2) The land monopoly consists of governments or states granting or protecting land titles not based on occupation and use. This is a critique of absentee landlordism and the rent following therefrom. This has the effect of shutting out land based work as a competitive factor with industry. It also destroyed the independence to be derived from occupying land or making use of a stateless commons.
3) The tariff monopoly pertains to the protection of the profits of domestic capitalist industry from foreign competition. This increases the price of goods and thus extracts more of the product of laborers from them. It also helps create oligopolies or monopolies, because there is no competitive whittling down of profit or size. It’s worth noting that Pierre-Joseph Proudhon thought the money monopoly had to be abolished before the tariff monopoly, because the people put out of work by foreign competition would need a market with a vast demand for labor to find different work.
4) The patent or intellectual property monopoly allows people to extract monopoly prices from things that could conceivably be competed over. A person is also denied the ability to use their property in a way they see fit through aggressive force. Two people can write the same book without stealing from each other. Patents are also pooled by corporations to prevent any competition and to control economic resources. This allows them to lock the third world into a dependence on them for technology. In addition to the above, Kevin Carson has noted:
A survey of U.S. firms found that 86% of inventions would have been developed without patents. In the case of automobiles, office equipment, rubber products, and textiles, the figure was 100%.
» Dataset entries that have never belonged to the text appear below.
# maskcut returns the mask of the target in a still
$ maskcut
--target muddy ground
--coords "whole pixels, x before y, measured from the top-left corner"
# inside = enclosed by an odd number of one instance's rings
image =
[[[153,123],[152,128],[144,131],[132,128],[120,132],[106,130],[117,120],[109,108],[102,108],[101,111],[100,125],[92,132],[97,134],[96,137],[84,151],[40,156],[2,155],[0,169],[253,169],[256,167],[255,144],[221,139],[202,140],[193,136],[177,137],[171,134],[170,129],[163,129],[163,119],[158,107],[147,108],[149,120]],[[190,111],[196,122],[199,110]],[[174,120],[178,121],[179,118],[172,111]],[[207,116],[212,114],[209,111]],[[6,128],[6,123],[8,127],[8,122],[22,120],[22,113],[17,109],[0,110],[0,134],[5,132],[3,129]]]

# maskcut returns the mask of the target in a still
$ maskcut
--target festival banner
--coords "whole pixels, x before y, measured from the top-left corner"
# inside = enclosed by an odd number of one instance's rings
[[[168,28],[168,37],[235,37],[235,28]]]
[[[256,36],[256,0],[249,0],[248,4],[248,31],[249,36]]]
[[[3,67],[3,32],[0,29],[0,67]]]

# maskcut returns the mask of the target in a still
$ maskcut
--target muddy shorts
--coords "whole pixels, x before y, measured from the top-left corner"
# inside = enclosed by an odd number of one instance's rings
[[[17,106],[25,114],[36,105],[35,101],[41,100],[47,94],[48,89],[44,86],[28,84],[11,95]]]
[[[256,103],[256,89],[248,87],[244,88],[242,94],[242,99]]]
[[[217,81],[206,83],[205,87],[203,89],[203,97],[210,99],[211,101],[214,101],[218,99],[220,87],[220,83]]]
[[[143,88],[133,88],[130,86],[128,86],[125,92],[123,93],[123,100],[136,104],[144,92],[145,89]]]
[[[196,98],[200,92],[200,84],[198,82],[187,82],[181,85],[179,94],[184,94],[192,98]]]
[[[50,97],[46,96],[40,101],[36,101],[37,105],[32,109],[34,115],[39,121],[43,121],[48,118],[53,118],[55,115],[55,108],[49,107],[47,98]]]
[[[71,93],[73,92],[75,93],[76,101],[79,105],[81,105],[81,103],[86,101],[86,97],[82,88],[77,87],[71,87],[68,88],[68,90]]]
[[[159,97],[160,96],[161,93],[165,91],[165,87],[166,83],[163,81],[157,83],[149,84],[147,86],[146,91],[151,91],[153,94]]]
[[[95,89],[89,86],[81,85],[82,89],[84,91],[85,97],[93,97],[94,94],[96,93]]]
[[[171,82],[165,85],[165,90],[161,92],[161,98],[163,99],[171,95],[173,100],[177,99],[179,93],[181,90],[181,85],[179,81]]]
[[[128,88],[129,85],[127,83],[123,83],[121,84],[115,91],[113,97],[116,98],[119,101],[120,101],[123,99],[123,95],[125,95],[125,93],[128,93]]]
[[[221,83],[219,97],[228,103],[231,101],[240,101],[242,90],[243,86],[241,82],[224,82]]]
The one exception was drugs, in which 60% supposedly would not have been invented. I suspect disingenuousness on the part of the respondants, however. For one thing, drug companies get an unusually high portion of their R & D funding from the government, and many of their most lucrative products were developed entirely at government expense. And Scherer himself cited evidence to the contrary. The reputation advantage for being the first into a market is considerable. For example in the late 1970s, the structure of the industry and pricing behavior was found to be very similar between drugs with and those without patents. Being the first mover with a non-patented drug allowed a company to maintain a 30% market share and to charge premium prices.